Supports Sensitive Dynamic Properties¶

false

Properties¶

Property	Description
Chunk Overlap	The number of characters to include from preceding and subsequent chunks. Note that if using a Chunking Strategy of ‘Section’, the Chunk Overlap will only take effect if multiple chunks are created for a given section due to the Max Chunk Size.
Chunking Strategy	Specifies how the document should be chunked.
Include Processing Elements	Specifies whether or not to include processing elements in the chunks.
Max Chunk Size	The maximum number of characters that should be included in each chunk.
Subsection Strategy	When a Section is found with one or more subsections, and the Section plus all subsections are small enough to fit within a single chunk, this property specifies how the subsections should be handled.

Relationships¶

Name	Description
failure	If the text of a FlowFile cannot be extracted for any reason, the input FlowFile will be routed to this relationship.
chunks	The chunks of the document are routed to this Relationship upon successful chunking.
original	The original document is routed to this Relationship upon successful chunking.

Writes attributes¶

Name	Description
container.id	The ID of the container that the chunk belongs to.
container.title	The title of the container that the chunk belongs to.
mime.type	The MIME type of the chunk will be set to text/plain
chunk.<key>	The metadata associated with the Document Container that was chunked.
fragment.index	The index of the chunk within the document.
fragment.count	The total number of chunks that were created from the document, plus 1. The +1 accounts for the Document itself, which is routed to the ‘original’ relationship and is convenient for use when merging the original Document back together with processing analysis of the chunks.
document.id	The ID of the Document that was chunked.
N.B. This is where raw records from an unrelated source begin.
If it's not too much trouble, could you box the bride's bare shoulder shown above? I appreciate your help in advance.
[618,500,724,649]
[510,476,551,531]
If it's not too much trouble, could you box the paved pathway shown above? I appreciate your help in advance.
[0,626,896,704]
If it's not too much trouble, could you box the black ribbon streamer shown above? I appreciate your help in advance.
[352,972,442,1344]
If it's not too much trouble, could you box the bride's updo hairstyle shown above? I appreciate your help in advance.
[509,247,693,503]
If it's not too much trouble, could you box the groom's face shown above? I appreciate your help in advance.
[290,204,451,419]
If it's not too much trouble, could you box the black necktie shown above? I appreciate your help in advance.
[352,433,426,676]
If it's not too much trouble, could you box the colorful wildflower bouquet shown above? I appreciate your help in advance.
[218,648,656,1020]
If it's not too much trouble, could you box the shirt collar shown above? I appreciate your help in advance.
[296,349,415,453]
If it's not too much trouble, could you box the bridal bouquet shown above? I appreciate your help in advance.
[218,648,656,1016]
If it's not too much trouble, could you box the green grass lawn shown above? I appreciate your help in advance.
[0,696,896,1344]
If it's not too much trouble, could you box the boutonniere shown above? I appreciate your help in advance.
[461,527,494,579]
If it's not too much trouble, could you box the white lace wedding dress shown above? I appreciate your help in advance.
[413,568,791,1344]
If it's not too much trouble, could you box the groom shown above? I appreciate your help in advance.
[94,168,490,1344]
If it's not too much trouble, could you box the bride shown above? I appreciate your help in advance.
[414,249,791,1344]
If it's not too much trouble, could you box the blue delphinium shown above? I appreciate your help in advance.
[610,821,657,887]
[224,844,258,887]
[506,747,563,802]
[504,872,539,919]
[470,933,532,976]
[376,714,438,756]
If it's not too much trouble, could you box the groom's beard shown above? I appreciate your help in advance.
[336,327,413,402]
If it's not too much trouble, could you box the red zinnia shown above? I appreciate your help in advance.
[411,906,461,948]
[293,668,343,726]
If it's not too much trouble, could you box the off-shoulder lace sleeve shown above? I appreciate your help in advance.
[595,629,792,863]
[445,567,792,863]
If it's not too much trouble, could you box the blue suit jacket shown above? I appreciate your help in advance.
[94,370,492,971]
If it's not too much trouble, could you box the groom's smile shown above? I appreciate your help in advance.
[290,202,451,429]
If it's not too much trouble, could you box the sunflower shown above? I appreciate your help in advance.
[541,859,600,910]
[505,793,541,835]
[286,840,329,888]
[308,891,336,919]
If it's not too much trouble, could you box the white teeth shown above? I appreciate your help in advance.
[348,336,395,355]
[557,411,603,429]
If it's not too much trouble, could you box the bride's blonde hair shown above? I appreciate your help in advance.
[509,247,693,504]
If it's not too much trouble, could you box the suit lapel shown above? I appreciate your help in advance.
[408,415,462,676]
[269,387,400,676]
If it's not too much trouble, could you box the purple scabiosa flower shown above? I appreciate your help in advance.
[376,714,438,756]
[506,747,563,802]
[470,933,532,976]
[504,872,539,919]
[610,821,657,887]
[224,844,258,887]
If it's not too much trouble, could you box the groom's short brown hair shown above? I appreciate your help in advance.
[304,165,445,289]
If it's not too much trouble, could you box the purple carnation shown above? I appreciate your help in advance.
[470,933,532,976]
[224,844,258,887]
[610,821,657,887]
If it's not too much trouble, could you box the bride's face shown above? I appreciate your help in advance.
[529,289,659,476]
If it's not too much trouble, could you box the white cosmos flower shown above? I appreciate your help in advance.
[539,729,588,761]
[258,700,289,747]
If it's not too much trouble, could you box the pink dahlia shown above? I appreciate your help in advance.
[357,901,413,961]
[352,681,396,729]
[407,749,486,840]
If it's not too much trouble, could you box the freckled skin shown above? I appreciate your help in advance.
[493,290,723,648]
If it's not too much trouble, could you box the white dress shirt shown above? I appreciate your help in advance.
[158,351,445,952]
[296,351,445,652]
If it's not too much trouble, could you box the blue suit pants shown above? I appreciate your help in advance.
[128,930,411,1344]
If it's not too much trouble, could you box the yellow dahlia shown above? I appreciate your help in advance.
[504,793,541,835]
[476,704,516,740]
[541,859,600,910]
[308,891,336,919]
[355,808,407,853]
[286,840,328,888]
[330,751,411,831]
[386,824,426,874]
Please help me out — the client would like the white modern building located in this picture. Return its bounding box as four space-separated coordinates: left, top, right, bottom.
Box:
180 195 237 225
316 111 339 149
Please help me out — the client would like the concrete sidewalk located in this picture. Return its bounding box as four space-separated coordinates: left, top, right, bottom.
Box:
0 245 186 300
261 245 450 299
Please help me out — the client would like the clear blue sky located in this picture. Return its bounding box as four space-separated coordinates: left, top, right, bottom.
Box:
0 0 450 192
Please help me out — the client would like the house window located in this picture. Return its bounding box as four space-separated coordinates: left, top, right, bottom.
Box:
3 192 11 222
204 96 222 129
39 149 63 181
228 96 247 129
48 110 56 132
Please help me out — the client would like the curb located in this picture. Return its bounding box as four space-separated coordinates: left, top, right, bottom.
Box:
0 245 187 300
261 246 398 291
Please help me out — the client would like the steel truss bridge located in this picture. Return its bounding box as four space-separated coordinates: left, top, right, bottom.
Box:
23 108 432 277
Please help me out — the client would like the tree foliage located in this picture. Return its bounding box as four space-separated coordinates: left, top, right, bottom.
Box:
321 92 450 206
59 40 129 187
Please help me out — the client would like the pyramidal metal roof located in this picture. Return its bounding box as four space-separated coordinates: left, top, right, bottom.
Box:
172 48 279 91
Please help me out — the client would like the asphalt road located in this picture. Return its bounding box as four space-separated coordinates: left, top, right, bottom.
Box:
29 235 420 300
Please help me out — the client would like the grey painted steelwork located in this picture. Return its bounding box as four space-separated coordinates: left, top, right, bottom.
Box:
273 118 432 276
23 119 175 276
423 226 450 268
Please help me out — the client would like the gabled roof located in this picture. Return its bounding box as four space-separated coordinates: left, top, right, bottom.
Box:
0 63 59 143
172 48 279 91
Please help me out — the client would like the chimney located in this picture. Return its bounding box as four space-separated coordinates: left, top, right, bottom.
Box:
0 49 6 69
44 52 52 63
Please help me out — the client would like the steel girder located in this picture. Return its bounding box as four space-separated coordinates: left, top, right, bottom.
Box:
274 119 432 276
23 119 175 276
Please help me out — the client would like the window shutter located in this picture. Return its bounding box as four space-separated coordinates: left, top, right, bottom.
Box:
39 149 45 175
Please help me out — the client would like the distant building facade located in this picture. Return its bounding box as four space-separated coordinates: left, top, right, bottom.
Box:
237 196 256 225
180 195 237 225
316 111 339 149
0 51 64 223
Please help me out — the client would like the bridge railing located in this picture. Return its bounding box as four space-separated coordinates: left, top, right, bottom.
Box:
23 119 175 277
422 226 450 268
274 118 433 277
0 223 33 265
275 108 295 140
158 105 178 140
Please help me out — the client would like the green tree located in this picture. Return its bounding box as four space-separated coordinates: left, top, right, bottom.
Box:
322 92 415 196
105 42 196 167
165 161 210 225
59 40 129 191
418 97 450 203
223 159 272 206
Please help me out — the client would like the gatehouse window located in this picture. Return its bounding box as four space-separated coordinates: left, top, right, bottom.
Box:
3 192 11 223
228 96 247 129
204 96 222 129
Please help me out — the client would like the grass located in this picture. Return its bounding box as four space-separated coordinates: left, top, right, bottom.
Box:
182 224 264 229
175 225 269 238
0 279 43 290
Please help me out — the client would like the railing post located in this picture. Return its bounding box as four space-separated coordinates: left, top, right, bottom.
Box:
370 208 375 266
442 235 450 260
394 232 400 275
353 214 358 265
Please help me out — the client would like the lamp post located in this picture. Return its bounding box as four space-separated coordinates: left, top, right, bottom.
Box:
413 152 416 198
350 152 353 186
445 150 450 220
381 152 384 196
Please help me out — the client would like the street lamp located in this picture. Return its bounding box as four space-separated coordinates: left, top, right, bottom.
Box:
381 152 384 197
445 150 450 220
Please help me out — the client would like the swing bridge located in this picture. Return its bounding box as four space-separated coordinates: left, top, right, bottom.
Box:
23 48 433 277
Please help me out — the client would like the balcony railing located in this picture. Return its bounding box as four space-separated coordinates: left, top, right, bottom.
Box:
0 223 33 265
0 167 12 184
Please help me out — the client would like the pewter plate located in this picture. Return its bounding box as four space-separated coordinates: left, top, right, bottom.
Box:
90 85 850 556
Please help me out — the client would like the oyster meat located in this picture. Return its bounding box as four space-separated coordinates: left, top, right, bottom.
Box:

This is useful for merging the chunks back together with the original Document. The ID that is used is the UUID of the incoming FlowFile.
document.chunk.strategy	The strategy that was used to chunk the Document. One of ‘Section’ or ‘Paragraph’.
document.chunk.overlap	The number of characters from the previous chunk and subsequent chunk that are included in the given FlowFile’s text.
document.chunk.max.chars	The maximum number of characters that should be included in each chunk.
document.chunk.processing.elements.included	Specifies whether or not Processing Elements were included in the chunks. One of ‘true’ or ‘false’.
document.chunk.subsections.included	Specifies whether or not subsections were allowed to be included in the chunks. One of ‘true’ or ‘false’.